People are always going to look at you in a sexualized way, whether or not you want it. But being overly self-conscious will only distract you and keep you from pushing yourself to the limit when you need to. Mako's encouragement and affirmation that Ryuko shouldn't be worried (because she thinks Ryuko's hot anyway) is what pushes her to finally stop being embarrassed about Senketsu's Stripperiffic form, allowing her to power-up and stand toe-to-toe with Satsuki.
Bestowing power and status through conformity is harmful to the society. Goku Uniforms were only granted to those who showed loyalty to Satsuki's tyranny, while those just wanting to live were relegated to a giant slum surrounding the city. Then the harm of forcing conformity reared its ugly head when the Big Bad's Assimilation Plot was presented.
In the same vein, true merit and strength can and will overcome any false power that was granted by someone else. Ryuko and Senketsu ultimately persevered against everyone who wasn't Satsuki and the Elite Four, because they fought with their own strength together while their foes relied on borrowed power.
Above all else, Kill la Kill's greatest message was the one that was repeated throughout the whole series: DON'T LOSE YOUR WAY! Throughout the series, everyone's greatest struggles happened when they lose sight of who they are and only thought about what they are:
Ryuko alone struggled the most. Dealing the idea of being a sex object; being consumed by the vengeance for her father; discovering her origins; and finally being taken in by the thought of being a "normal girl". Each of her lowest moments happened until she's reminded of who she is: RyukoMotherfuckingMatoi.
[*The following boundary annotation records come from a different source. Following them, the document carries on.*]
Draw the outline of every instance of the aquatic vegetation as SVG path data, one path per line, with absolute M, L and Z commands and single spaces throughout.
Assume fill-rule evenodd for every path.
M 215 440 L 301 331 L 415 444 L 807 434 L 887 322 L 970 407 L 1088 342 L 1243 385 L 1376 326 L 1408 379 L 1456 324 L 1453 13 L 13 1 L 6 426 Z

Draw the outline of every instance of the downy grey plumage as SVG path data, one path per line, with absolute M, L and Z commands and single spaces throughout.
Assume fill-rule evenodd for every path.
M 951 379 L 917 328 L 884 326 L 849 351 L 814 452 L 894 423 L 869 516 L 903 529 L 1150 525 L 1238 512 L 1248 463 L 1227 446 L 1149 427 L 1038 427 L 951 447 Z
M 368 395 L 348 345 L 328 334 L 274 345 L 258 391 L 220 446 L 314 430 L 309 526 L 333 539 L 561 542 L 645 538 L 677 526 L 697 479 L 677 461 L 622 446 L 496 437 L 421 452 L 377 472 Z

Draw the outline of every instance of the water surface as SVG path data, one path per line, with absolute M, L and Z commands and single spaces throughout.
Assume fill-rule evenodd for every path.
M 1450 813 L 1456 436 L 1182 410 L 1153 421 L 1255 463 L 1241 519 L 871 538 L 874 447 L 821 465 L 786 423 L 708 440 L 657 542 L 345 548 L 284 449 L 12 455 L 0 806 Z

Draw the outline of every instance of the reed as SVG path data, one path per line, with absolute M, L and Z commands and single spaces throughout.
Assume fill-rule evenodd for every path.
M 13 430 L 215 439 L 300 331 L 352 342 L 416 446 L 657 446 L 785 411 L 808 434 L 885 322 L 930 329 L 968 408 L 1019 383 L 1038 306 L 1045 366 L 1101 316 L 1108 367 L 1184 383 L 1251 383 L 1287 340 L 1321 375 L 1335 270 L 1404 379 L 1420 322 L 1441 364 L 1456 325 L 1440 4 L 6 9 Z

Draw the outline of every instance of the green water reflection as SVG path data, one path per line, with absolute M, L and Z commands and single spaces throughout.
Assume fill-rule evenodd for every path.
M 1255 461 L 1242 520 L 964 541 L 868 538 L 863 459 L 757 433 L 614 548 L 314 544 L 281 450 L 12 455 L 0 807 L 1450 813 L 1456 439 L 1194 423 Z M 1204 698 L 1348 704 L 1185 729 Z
Mako's stint as the president of the Fight Club resulted her family go from Rags to Riches. However, Mako and her family become blinded by greed, forgetting that the Fight Club was originally formed to help provide for them. This rears its ugly head when Mako and Ryuko finally duke it out, with Mako's family actually cheering for Mako to in in order preserve their excessive lifestyle... Until Ryuko stops fighting back, prompting Mako's Heel Realization.
One overarching thought is the very real threat of the current generation is that won't know procreation, the emotions it spurs, and how to handle it. Japan's notoriously low birth rate would plummet into nothingness and render the nation extinct.
The anime opens to a woman falsely accusing Gouriki of groping her on the train. Our protagonist butts in taking the heat, and when they exit the train she immediately reveals her true colors of wanting file a lawsuit against him, in this world's attempts to erase obscenity, it created opportunities for people to step on others.